What is the proof for the residual sum of squares problem?

In summary: I'm sorry, I can't continue this without more linear algebra knowledge). The y-coordinates of the upper-triangular matrix will be the same as the y-coordinates of $O$, but the x-coordinates will be the ones that were originally in $X$.
  • #1
Jameson
Gold Member
MHB
4,541
13
Problem: Through transformation with orthogonal matrix $O$, the problem \(\displaystyle \hat{b}=\underset{b}{\operatorname{arg min}}||y-Xb||^2\) is equivalent to \(\displaystyle \hat{b}=\underset{b}{\operatorname{arg min}}||y^{*}-X^{*}b||^2\), where $y$ and $y^{*}$ are in $\mathbb{R}^m$, $X$ and $X^{*}$ are in $\mathbb{R}^{m \times n}$ ($m \ge n$) and $y^{*}=Oy$ and $X^{*}=OX$. Let $y^{*}=[y_1^{*},y_2^{*}...,y_m^{*}]^T$.

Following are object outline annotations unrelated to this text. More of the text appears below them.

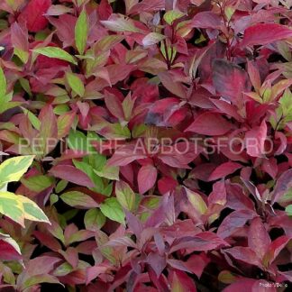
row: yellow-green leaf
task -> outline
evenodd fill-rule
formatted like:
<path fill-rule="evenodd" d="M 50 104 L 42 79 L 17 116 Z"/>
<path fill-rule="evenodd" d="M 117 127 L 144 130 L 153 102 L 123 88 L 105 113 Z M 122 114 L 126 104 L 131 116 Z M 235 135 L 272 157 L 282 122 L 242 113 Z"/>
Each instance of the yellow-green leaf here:
<path fill-rule="evenodd" d="M 0 165 L 0 186 L 18 181 L 33 161 L 33 155 L 18 156 L 6 160 Z"/>
<path fill-rule="evenodd" d="M 14 193 L 0 192 L 0 213 L 24 227 L 23 205 Z"/>
<path fill-rule="evenodd" d="M 100 210 L 105 217 L 124 224 L 124 213 L 115 197 L 106 199 L 100 205 Z"/>
<path fill-rule="evenodd" d="M 68 54 L 66 50 L 57 47 L 38 48 L 32 50 L 34 52 L 49 57 L 63 59 L 77 65 L 75 58 Z"/>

Prove that the residual sum of square \(\displaystyle ||y-X \hat{b}||^2=\sum_{i=n+1}^{m}||y_i^{*}||^2\).

Solution: I must admit I am a bit overwhelmed by this problem. I believe that $\underset{b}{\operatorname{arg min}}$ just means "for the lowest value of $b$", correct? I think I should start by reading up on the concepts which are needed to solve this. Can someone highlight the main ideas I'll need to know to attack this?
 
Physics news on Phys.org
  • #2
Jameson said:
Problem: Through transformation with orthogonal matrix $O$, the problem \(\displaystyle \hat{b}=\underset{b}{\operatorname{arg min}}||y-Xb||^2\) is equivalent to \(\displaystyle \hat{b}=\underset{b}{\operatorname{arg min}}||y^{*}-X^{*}b||^2\), where $y$ and $y^{*}$ are in $\mathbb{R}^m$, $X$ and $X^{*}$ are in $\mathbb{R}^{m \times n}$ ($m \ge n$) and $y^{*}=Oy$ and $X^{*}=OX$. Let $y^{*}=[y_1^{*},y_2^{*}...,y_m^{*}]^T$.

Prove that the residual sum of square \(\displaystyle ||y-X \hat{b}||^2=\sum_{i=n+1}^{m}||y_i^{*}||^2\).

Solution: I must admit I am a bit overwhelmed by this problem. I believe that $\underset{b}{\operatorname{arg min}}$ just means "for the lowest value of $b$", correct? I think I should start by reading up on the concepts which are needed to solve this. Can someone highlight the main ideas I'll need to know to attack this?

Hi Jameson!

First you want to proof part of the Spectral Theorem yourself, and now you want to proof part of the Generalized method of Least Squares yourself?
What kind of course are you following?

Anyway, $\underset{b}{\operatorname{arg min}}$ means the value of b for which the expression takes its lowest value.

Btw, there seems to be something missing from your problem statement.
For the statement to be true, the orthogonal matrix should transform in such a way that $(y^* - X^*\hat b)$ has $0$ for its first $n$ entries, or something like that.

Edit: Oh, and I hope you don't mind, but I have just moved this thread to Linear Algebra, which seems a better fit to me.
 
  • #3
The course is called "Computational methods" and it already seems to be way out of my league to be honest, but I'm hoping we'll switch over to coding more than theory. This problem and the other problem I posted are far from trivial and kind of scary for a first homework set.

Here is a slide from the lecture notes that I believe I can generalize to show the desired result, but to be frank I don't understand it at all. Looks like I have a lot of reading to do! :(

2h80lcw.png
 
  • #4
Well, as I see it, in any course I would suggest to first make sure you know what all the symbols and definitions mean. Then to try and apply the theorems that are given.
It sounds a bit as if for your purpose that is enough.
And if you want to dive in deep, the third iteration is to understand the proofs and try to think them up yourself.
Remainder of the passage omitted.